The shortest program for finding a proof or disproof of P=NP is very short. I could write it down for you. It is also very slow, of course. If we add a time constraint to the task, then it is quite possible that the shortest program is just a print statement containing the proof itself.
A more serious objection is that there is no reason to believe that the shortest program solving these three tasks will be useful for you if you want to use it for a fourth task. It seems reasonable to conjecture that you will have to change only a few bits of this program if you want to modify it for a fourth task. But -- seeing the unbelievably obfuscated code -- you will have absolutely no idea which bits to change. Even if I take your mention of UFAI literally, you will have no idea which bits to change to solve the TakeOverTheWorld task.

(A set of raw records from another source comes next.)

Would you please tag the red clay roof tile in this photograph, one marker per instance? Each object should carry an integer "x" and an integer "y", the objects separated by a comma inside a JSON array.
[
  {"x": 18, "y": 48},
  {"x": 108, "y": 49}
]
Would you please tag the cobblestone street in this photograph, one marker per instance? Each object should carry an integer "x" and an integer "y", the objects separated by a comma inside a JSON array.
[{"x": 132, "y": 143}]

A more serious objection is that there is no reason to believe that the shortest program solving these three tasks will be useful for you if you want to use it for a fourth task.

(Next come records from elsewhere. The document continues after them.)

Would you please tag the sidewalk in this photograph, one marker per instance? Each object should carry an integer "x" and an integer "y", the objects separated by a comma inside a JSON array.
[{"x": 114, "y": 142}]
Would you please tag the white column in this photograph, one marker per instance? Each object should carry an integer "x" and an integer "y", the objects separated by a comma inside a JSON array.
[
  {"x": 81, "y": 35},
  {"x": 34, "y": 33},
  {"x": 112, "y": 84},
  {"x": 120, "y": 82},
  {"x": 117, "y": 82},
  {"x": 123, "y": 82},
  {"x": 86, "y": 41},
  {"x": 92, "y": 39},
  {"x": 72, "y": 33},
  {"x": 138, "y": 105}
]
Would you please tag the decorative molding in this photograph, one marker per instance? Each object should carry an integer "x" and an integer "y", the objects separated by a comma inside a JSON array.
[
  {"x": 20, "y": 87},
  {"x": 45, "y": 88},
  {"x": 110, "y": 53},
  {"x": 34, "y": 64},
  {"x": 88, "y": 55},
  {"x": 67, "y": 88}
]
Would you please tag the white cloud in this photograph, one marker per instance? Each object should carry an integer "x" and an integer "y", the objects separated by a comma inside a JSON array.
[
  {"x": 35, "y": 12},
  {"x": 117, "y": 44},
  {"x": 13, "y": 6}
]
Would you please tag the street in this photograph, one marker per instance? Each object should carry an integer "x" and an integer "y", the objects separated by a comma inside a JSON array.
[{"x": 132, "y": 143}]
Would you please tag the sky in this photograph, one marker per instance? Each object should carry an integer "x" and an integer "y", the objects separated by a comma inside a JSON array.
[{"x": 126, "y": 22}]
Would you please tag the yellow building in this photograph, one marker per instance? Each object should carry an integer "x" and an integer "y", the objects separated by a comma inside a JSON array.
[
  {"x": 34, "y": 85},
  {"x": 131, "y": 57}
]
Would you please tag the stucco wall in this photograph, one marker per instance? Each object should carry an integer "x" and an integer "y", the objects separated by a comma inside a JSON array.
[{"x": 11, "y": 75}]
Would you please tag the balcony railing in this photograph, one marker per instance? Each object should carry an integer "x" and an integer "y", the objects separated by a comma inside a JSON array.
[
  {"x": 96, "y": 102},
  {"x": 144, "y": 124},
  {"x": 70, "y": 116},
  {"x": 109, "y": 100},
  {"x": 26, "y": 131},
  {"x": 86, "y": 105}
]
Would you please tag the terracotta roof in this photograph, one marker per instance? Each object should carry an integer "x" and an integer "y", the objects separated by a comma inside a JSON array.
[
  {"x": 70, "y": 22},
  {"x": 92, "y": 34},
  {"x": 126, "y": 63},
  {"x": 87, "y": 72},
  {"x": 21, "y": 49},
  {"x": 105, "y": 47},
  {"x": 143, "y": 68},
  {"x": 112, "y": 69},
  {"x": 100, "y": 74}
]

It could be rather handy if the fourth task involves, say cryptography.
Isaac Asimov once described a future in which all technical thought was automated, and the role of humans was reduced to finding appropriate questions to pose to thinking machines. I wouldn't suggest planning for this eventuality, but it struck me as an interesting situation. What would we do, if we could get the answer to any question we could formulate precisely? (In the story, questions didn't need to be formulated precisely, but nevermind.) For concreteness, suppose that we have a box as smart as a million Einsteins, cooperating effectively for a century every time we ask a question, but which is capable only of solving precisely specified problems.

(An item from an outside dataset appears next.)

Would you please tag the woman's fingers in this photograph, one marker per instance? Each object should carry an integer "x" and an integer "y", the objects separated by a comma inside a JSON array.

You can't say "analyze the result of this experiment." You can say, "find me the setting for these 10 parameters which best explains this data" or "write me a short program which predicts this data." You can't say "find me a program that plays Go well." You can say, "find me a program that beats this particular Go ai, even with a 9 stone handicap." Etc. More formally, lets say you can specify any scoring program and ask the box to find an input that scores as well as it can.
What would you do, if you got exactly one question? I don't think humanity is posed to get any earth-shattering insights. I don't think we could find a theory of everything, or a friendly AI, or any sort of AI at all, or a solution to any real problem facing us, using just one question. But maybe that is just a failure of my creativity.
What would you plan to do, if you had unlimited access? An AGI or brain emulation arguably implicitly converts our vague real world objectives into a precise form. Are there other ways to bridge the gap between what humans can formally describe and what humans want? Can you bootstrap your way there starting from current understanding? What is any reasonable first step?